Haiti’s history, briefly: Haiti’s native labor made France rich until a slave uprising at the turn of the 19th century. In 1804, Haiti declared its independence, but its native leaders turned out to be as cruel and corrupt as its former French masters. The country endured 33 coups. U.S. Marines occupied Haiti from 1915 to 1934.


Quoting from a story in The Week magazine, Jan 29 issue:


“The island has the misfortune, among others, to be located directly in a geological fault zone, making it susceptible to earthquakes, and its location in the Caribbean makes it a sitting duck for hurricanes. Environmental degradation and poverty, of course, only compound the problems. ‘If you want to put the worst-case scenario together in the Western Hemisphere for disasters,’ says Richard Olson of Florida International University, ‘it’s Haiti.’


You can read entire article -- “Haiti: A History of Hurt” -- at http://tinyurl.com/yhtrdw7

Graham Greene’s Haiti has changed, but not nearly enough. As for writers, he offers the best answer I’ve found to the question: Where do you get your characters?

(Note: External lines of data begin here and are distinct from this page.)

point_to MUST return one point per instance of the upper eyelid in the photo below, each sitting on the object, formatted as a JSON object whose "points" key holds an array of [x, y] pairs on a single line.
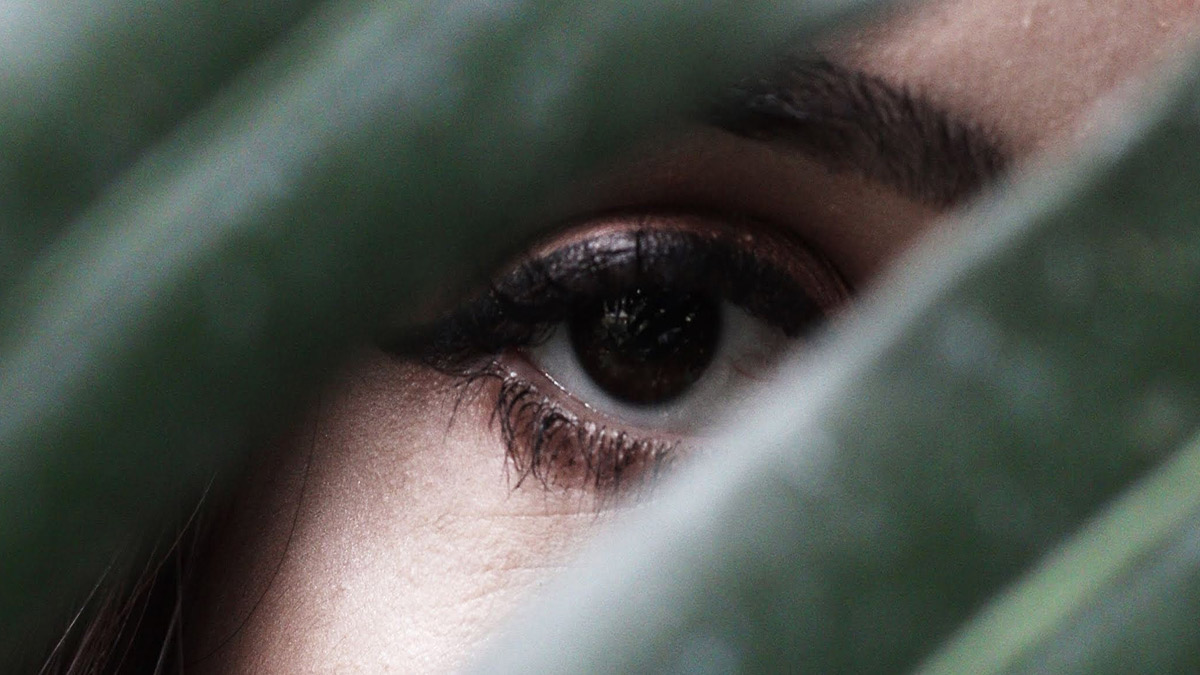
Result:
{"points": [[748, 268]]}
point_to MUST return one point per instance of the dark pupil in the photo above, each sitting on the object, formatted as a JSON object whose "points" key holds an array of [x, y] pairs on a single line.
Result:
{"points": [[647, 346]]}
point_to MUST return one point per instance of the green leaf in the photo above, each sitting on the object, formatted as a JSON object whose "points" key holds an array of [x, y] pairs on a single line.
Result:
{"points": [[973, 412], [385, 150], [1122, 596], [87, 87]]}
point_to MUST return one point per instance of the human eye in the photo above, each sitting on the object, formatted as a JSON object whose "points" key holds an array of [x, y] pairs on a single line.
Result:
{"points": [[609, 347]]}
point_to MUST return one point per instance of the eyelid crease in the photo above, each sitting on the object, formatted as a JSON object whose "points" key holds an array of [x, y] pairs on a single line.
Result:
{"points": [[769, 274]]}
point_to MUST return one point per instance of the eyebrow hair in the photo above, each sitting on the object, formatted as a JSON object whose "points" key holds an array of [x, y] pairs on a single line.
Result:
{"points": [[850, 120]]}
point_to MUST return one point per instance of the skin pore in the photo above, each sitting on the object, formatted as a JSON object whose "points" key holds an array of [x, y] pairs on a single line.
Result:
{"points": [[391, 531]]}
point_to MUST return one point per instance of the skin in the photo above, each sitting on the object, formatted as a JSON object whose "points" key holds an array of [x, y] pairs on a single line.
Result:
{"points": [[381, 536]]}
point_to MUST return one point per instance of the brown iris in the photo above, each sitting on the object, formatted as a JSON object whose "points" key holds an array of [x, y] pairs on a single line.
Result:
{"points": [[648, 346]]}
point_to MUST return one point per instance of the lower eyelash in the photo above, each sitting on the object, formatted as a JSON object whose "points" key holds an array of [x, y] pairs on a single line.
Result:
{"points": [[551, 444]]}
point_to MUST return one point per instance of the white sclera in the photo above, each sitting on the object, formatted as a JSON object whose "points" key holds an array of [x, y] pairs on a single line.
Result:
{"points": [[744, 348]]}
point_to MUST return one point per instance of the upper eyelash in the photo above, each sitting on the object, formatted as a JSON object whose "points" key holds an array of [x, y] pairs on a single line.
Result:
{"points": [[522, 305], [541, 437]]}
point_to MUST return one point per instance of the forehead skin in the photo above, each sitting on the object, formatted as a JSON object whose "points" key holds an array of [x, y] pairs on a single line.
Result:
{"points": [[409, 545]]}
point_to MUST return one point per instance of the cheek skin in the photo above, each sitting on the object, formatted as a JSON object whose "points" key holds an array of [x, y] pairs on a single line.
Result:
{"points": [[409, 543]]}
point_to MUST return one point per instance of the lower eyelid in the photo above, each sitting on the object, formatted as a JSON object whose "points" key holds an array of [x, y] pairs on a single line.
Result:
{"points": [[552, 444]]}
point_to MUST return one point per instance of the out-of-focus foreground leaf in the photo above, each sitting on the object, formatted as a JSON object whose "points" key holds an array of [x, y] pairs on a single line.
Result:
{"points": [[981, 407], [87, 87], [1122, 597], [382, 149]]}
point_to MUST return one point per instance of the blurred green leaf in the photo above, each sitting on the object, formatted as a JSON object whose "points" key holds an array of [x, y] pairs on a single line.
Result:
{"points": [[87, 87], [972, 413], [379, 151], [1122, 596]]}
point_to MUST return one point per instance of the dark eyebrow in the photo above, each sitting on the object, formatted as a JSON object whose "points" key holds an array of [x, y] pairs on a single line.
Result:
{"points": [[851, 120]]}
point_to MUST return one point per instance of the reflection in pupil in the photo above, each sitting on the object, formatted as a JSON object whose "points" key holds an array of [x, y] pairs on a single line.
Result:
{"points": [[647, 346]]}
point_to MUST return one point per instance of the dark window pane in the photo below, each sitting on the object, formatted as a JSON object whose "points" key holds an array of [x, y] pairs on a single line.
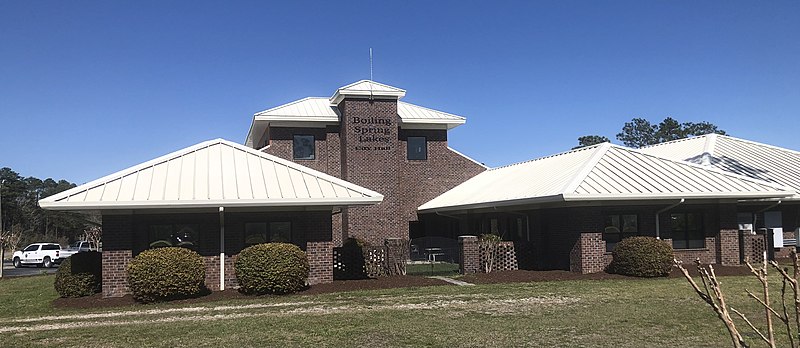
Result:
{"points": [[678, 222], [160, 236], [417, 148], [303, 147], [630, 223], [280, 232], [185, 236], [255, 233]]}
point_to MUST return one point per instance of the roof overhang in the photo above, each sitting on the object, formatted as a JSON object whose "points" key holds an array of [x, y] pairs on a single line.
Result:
{"points": [[593, 199], [272, 203], [430, 124]]}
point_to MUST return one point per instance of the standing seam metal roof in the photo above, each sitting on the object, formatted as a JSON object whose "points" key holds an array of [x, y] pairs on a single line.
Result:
{"points": [[600, 172], [739, 156], [213, 174]]}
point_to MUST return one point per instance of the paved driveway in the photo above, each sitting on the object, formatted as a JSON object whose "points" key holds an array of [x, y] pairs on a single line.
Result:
{"points": [[10, 271]]}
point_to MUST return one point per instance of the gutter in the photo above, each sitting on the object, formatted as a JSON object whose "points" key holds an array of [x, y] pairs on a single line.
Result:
{"points": [[658, 222]]}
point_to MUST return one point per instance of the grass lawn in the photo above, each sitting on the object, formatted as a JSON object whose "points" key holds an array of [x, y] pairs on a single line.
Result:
{"points": [[433, 269], [587, 313]]}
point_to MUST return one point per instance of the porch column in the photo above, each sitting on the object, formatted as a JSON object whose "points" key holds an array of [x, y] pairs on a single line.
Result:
{"points": [[588, 254], [221, 248], [468, 254]]}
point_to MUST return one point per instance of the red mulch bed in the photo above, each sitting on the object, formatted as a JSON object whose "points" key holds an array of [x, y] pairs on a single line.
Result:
{"points": [[97, 301], [546, 276]]}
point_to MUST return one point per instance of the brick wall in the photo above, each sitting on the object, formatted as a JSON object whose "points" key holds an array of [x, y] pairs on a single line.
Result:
{"points": [[377, 159], [707, 255], [115, 274], [588, 254], [124, 236], [320, 261], [117, 253]]}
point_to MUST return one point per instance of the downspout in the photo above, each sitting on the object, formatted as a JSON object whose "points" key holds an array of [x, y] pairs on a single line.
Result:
{"points": [[755, 216], [221, 248], [527, 223], [658, 222]]}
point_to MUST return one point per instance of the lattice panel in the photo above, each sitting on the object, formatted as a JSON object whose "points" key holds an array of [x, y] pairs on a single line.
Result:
{"points": [[754, 247], [505, 260], [357, 263]]}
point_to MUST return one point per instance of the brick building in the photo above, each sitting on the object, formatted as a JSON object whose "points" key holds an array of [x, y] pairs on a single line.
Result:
{"points": [[216, 198], [366, 135], [568, 210]]}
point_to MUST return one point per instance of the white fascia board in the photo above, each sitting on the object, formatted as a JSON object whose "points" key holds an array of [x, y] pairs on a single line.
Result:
{"points": [[494, 204], [75, 206], [469, 158], [272, 119], [338, 97], [422, 123], [672, 196]]}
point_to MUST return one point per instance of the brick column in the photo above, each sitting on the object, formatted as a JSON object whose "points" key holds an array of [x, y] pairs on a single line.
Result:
{"points": [[320, 262], [588, 254], [468, 254], [728, 247], [115, 273]]}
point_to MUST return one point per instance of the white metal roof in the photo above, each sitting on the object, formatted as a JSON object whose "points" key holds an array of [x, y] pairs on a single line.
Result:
{"points": [[739, 156], [215, 173], [320, 111], [311, 107], [366, 88], [602, 172]]}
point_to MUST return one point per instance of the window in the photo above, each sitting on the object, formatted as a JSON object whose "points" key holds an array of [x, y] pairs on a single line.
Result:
{"points": [[417, 148], [262, 232], [619, 227], [303, 147], [687, 231], [166, 235]]}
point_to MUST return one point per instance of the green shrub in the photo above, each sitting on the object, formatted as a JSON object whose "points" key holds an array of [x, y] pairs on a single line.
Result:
{"points": [[165, 274], [271, 268], [642, 257], [79, 275]]}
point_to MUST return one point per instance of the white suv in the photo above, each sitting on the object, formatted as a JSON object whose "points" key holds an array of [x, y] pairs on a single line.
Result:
{"points": [[39, 254]]}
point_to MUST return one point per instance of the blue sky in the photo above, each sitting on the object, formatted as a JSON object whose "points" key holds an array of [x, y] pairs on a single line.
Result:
{"points": [[89, 88]]}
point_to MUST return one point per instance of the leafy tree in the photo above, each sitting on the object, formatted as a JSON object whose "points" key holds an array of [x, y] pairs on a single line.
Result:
{"points": [[637, 133], [20, 200], [640, 132], [589, 140]]}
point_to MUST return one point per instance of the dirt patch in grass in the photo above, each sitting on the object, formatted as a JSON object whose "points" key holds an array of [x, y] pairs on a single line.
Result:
{"points": [[546, 276], [97, 300]]}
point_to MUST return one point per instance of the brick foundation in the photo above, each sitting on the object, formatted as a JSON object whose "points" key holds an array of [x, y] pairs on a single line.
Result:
{"points": [[115, 274], [588, 254], [320, 261]]}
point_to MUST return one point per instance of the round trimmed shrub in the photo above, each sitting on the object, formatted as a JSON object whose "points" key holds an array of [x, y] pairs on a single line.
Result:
{"points": [[642, 257], [271, 268], [79, 275], [165, 274]]}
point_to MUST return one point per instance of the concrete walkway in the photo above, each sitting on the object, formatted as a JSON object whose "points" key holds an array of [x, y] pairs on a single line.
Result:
{"points": [[452, 281]]}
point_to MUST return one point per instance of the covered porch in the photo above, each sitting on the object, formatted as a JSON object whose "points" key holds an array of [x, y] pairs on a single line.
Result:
{"points": [[215, 198]]}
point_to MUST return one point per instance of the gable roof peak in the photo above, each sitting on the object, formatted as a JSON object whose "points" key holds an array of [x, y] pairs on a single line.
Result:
{"points": [[367, 88]]}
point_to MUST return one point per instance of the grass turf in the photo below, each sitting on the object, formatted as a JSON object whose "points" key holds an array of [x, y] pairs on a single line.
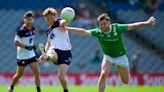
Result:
{"points": [[87, 89]]}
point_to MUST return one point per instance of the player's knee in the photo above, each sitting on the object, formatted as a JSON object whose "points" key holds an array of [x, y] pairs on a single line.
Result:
{"points": [[52, 54], [104, 72], [125, 81], [37, 74]]}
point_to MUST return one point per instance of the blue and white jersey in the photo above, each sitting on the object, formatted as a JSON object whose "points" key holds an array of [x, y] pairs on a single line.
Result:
{"points": [[25, 37], [58, 39]]}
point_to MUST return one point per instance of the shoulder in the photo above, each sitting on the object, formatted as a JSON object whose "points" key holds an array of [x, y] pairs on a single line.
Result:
{"points": [[56, 23], [95, 31]]}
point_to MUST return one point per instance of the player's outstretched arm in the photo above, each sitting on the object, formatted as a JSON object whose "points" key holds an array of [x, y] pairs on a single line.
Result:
{"points": [[47, 46], [17, 43], [64, 23], [79, 31], [149, 22]]}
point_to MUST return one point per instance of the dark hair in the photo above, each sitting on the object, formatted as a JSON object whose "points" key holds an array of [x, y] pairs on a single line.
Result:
{"points": [[103, 16], [28, 14]]}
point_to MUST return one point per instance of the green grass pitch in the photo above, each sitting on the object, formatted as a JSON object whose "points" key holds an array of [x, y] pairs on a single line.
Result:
{"points": [[87, 89]]}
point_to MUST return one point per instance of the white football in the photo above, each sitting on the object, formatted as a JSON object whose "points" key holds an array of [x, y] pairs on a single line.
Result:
{"points": [[68, 14]]}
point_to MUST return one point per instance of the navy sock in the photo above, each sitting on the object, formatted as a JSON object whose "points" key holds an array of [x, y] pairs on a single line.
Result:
{"points": [[65, 90]]}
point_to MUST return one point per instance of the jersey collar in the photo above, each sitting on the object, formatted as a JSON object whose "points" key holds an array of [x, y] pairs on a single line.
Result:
{"points": [[109, 30]]}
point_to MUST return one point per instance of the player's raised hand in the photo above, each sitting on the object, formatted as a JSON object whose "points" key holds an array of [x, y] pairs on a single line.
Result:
{"points": [[62, 29], [41, 59], [151, 21]]}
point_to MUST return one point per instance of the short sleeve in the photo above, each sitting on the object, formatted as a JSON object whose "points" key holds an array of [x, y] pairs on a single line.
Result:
{"points": [[94, 32], [122, 27]]}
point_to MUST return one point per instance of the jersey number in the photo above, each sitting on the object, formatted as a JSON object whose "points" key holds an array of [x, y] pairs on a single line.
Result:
{"points": [[52, 36]]}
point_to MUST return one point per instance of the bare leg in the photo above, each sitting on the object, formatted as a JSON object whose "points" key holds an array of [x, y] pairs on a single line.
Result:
{"points": [[16, 77], [35, 69], [124, 73], [62, 71], [105, 68]]}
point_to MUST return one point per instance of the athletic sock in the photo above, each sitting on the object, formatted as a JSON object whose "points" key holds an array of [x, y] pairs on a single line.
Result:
{"points": [[38, 89], [12, 87]]}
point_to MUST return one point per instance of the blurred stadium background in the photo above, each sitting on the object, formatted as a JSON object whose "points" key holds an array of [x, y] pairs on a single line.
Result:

THE COMEDIAN is written in first person, from Mr. Brown’s viewpoint. In a letter to A.S. Frere, his former publisher, Greene wrote:


“ ‘I’ is not the only imaginary character: none of the others, from such minor players as the British charge to the principals, has ever existed. A physical trait taken here, a habit of speech, an anecdote -- they are boiled up in the kitchen of the unconscious and emerge unrecognizable even to the cook in most cases.”

1 comment:

Mark W. Danielson said...

Nice to read such a positive spin on Haiti, Pat. Perhaps those images will help inspire people to render financial assistance to this devastated country. Donating is easy: on line, by phone, grocery stores. I'm glad they've made it so easy. Haiti's problems won't go away in a month, a year, or even five years. It's important we do all we can.